I’ve just recently come out of a funk.
If you’ve ever struggled with anxiety or depression, you’ll know what I mean by this.
My friend Robyn calls it my “black cave of darkness”.
She says watching me go in there is the hardest part of being friends with me (EDIT: I called and read this to Robyn tonight when I finished and she wants to go on record as saying “I never said it was HARD to be friends with you!”) But it is. I know it is. It’s because when I’m there, I don’t realize it.
I don’t know I’ve retreated again.
My brain has some sort of cave-amnesia until something happens and suddenly I jolt awake thinking, “Where am I? Why is it so dark in here?
What’s going on and where is my phone charger? OMG am I in a CAVE? OHHHH…. I did it again.
Crap.” I know this about myself.
I know the cave is there.
But, somehow, every time I journey into the nothingness, I’m surprised. I reemerge and CAN NOT believe I’ve been back in the cave again.
And I’ve been wanting to talk about the cave.

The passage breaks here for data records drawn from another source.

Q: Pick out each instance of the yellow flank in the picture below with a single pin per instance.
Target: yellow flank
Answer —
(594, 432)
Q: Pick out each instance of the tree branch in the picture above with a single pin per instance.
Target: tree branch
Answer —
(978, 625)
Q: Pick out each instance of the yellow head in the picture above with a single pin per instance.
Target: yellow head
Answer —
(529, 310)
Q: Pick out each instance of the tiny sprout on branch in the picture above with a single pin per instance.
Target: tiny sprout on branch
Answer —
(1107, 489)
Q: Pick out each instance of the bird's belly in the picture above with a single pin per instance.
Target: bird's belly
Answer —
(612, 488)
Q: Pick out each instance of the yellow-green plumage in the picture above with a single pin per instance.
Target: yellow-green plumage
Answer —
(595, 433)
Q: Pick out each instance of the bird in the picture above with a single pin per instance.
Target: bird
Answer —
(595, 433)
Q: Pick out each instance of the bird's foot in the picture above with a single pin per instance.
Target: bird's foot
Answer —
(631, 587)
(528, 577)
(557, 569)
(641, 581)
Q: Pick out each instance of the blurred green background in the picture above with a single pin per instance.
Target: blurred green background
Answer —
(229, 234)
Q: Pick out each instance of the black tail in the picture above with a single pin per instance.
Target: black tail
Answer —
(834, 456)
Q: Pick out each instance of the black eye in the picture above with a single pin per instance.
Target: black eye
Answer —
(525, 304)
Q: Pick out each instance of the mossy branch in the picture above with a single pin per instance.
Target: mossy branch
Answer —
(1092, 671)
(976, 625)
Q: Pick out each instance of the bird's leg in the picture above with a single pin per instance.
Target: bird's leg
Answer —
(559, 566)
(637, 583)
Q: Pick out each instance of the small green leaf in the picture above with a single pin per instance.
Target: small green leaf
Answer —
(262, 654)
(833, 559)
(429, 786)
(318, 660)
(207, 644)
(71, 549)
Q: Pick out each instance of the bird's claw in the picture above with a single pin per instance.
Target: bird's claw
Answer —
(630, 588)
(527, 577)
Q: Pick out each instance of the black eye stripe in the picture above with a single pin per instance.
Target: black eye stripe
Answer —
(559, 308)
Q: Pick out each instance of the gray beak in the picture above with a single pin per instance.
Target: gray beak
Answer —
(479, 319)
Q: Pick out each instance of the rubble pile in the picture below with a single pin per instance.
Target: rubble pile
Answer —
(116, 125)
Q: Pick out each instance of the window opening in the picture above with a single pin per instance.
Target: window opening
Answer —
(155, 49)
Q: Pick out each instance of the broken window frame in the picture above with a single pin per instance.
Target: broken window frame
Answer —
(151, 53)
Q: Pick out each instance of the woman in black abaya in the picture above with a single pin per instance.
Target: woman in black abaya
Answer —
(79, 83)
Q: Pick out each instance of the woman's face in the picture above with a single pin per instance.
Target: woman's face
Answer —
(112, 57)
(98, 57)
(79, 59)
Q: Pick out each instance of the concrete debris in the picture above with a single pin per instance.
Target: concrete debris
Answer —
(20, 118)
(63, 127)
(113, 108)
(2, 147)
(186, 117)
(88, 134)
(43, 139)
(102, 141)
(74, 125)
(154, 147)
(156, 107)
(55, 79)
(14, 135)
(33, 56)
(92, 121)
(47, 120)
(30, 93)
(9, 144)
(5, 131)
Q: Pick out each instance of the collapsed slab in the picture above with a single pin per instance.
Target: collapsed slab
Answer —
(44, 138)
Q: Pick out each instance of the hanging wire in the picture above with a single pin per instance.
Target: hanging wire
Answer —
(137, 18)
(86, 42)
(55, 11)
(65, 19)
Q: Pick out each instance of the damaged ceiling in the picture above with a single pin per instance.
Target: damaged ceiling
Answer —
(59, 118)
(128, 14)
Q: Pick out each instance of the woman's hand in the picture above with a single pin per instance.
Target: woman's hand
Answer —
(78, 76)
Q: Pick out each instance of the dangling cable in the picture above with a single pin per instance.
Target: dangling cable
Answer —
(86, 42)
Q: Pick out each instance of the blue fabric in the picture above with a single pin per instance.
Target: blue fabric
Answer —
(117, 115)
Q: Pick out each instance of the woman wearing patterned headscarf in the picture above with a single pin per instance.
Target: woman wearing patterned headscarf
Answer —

Because I know I’m not the only one.
And I’ve been praying, asking God to give me a picture of what it looks like when depression hits and what does He have to say about it all?
I was walking through an antique store this morning and ventured down the stairs to a lower level with double doors leading to a patio. I heard the birds as soon as I reached the steps, but I didn’t see them until I rounded the corner. There was a scuffle, a flutter of wings and I saw two birds fly away. And then there, amidst a dozen or so vintage glasses, I saw a tiny sparrow struggling to get free. Somehow she’d fallen down the long, narrow channel of the tumbler and was straining to fly out. As I looked at her, I saw myself so many times before. Panicked. Struggling. Unable to fly. But surrounded by my flock.
I was so amazed at the other birds. One stayed on the table, inches from her reach. Two others hopped frantically on a shelf below and the rest flitted around the rafters of the musty basement. All of them were chirping. Each time she’d attempt to escape, she would become very very still, trying to muster up the energy she’d need for the fight. And then she’d cry out in effort and fear and ultimately frustration, powerless to escape. Yet, her flock looked on. And the harder she struggled, the louder they became, shrieking and squawking and cheering her on.
Once I realized that she wouldn’t be able to get free on her own accord, I stepped in. I picked up the glass and ever so slightly tipped it to the right, shifting gravity, tilting her tiny body. It didn’t take much at all, maybe an inch. That’s all she needed. She shot out of the glass, her wings flapping awkwardly, and landed with a thud on the ground below.
Maybe that’s you today. Maybe you’re in the tribe. Maybe it’s your friend or sister or mom stuck down in that glass. Maybe you feel helpless watching them fight, wondering your role. Listen to me, dear one. You have a big job. God Himself sings over us. Zephaniah 3:17 says
“The LORD your God is in your midst, a mighty one who will save; he will rejoice over you with gladness; he will quiet you by his love; he will exult over you with loud singing.”
It is holy work, the staying and the singing. You may not be the one to tip the glass for her this time, but oh, how she needs you to stay. Just stay with her. And you can trust God to do his job. To send a glass-tipper when it’s time.
you’re the sparrow stuck in the glass. Maybe you’ve given up on fighting. You see the open air above you, but you just can't seem to get out. And you’re tired. So very tired.
You don’t have to do this alone. Your tribe will not leave you. Can’t you hear them? They are calling out to you. While writing this, I was reminded of the verse in Matthew that says,
“Are not two sparrows sold for a penny? Yet not one of them will fall to the ground outside your Father’s care. And even the very hairs of your head are all numbered. So don’t be afraid; you are worth more than many sparrows
Don’t you give up… Help is on the way. Someone is coming to tip your glass, to shift the things you cannot control and help you find your way. I know it feels like you're here to stay, at the bottom of this smelly old glass. But you aren't. I promise.
She limped a bit at first, visibly tired and hindered by her time in confinement.
Her flock whooshed in though, flanking all sides, their tinny victory cries bouncing off the dusty glassware around us.
Then all of a sudden in one effortless motion, she shot into the air.
She remembered she could fly.
And I watched, as one by one, the other birds fell into formation behind her, and they all flew out the open doors into the dewy morning air.